Since RAD is considered to be one of the most severe long-term toxicities, affecting patient’s health and quality of life, there is a strong need for evidence-based dysphagia management. Over the past few years, several studies have indicated that strength training programs using a high number of repetitions and high resistance and frequency do have the potential to improve muscle strength and function in these patients. In addition, an increase in strength seems to result in increased swallowing safety or efficiency. However, it should be noted that significant changes in functional oral intake are not yet observed in the head and neck cancer population. These results indicate that strength training can certainly be a treatment modality in itself, but perhaps may elicit even greater functional gains when used as a precursor to functional swallowing therapy. Therefore, this study will compare the efficacy of mere strength training with a combination of strength and functional training based on the guidelines of the McNeill Dysphagia Therapy Program. Furthermore, by providing HD-tDCS during this combined strength-functional training, we want to explore whether non-invasive brain stimulation could enhance the effect of both isolated strength and functional training in this challenging population. Several studies have investigated the possible application of tDCS to modulate the swallowing motor cortex in neurogenic populations. So far, relatively little attention has been paid to the use of non-invasive brain stimulation in non-neurogenic populations. Therefore, it remains uncertain whether HD-tDCS can also induce changes in the connectivity of the neural network in the head and neck cancer population.

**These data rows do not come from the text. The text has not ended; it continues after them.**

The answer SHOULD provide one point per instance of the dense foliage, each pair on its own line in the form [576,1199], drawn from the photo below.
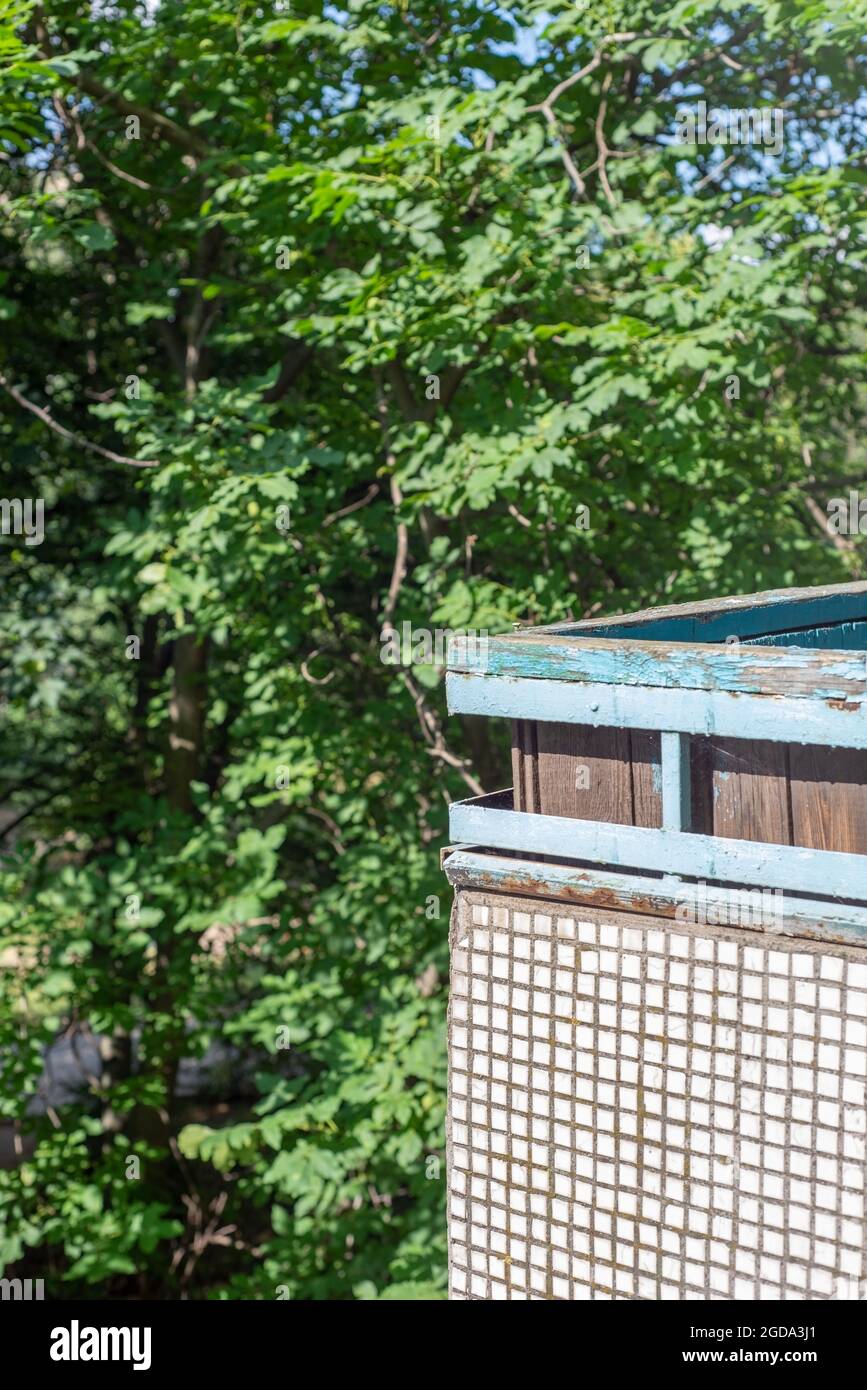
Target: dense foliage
[318,320]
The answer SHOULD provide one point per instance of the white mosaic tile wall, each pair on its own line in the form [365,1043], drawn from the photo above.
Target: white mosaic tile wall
[646,1111]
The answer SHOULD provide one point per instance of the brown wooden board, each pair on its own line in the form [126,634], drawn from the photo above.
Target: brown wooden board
[828,792]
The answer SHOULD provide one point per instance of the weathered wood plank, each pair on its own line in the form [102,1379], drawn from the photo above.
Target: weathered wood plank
[482,822]
[713,713]
[828,790]
[646,777]
[585,773]
[742,615]
[810,918]
[677,791]
[750,790]
[838,637]
[749,669]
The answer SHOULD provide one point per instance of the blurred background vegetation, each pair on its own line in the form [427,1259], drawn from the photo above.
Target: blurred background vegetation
[320,319]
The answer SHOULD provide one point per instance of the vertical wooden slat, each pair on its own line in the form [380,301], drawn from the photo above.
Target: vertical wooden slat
[585,772]
[517,763]
[675,781]
[645,758]
[750,798]
[700,765]
[828,791]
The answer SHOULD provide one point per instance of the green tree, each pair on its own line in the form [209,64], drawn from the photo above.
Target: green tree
[320,321]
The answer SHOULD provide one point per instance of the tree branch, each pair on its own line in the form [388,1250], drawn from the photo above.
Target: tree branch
[67,434]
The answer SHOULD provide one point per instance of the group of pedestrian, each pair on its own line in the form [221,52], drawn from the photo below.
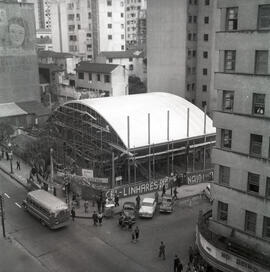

It is expected that by comparing the efficacy of these innovative therapy programs, this multicenter randomized trial will eventually result in clinical guidelines concerning the rehabilitation of C-RAD to address the long-term swallowing-related toxicities resulting from RT/CRT.

Trial status

Before recruitment, there has been a try-out including 4 patients. The try-out started at the beginning of July 2021 and ran until the end of September 2021. Data collection of the main study started in October 2021 and will be completed January 2025.